This paper analyzes the behavior of the quicksort variant that always uses the first element as the pivot, and proves that this algorithm works well under the following smoothed model of inputs: given an advarsarially chosen input a_1, ..., a_n, randomly choose a set S of \eps n inputs, and randomly permute the inputs in that subset. Unfortunately, this variant of quicksort is know to be a bad algorithm as it performs poorly on the already-sorted input. The standard implementation used the median of the first, last, and middle elements as its pivot.
David Eppstein proposed the following refinement of the smoothed model in which the first-element-as-pivot algorithm will perform poorly, but in which it still might be possible to prove that the actually implemented algorithm performs well: let \delta be the number of elements of the input that must be moved to make the input sorted or reverse-sorted. Randomly choose a set S of \delta \eps n inputs, and randomly permute them. Measure the complexity in terms of \eps and n.

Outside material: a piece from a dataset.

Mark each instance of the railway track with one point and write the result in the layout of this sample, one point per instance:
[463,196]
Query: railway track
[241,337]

In this model, we do not perturb the already-sorted input or the reverse-sorted input at all, and the perturbations of other inputs depend on their distance to these inputs. This definition is inspired by the definition of smoothed analysis for problems that take inputs from R^n: we don't perturb the zero vector, and perturb other vectors in proportion to their norm. For sorting, one may view the already-sorted input as a zero, and distance-to-sorted as a norm.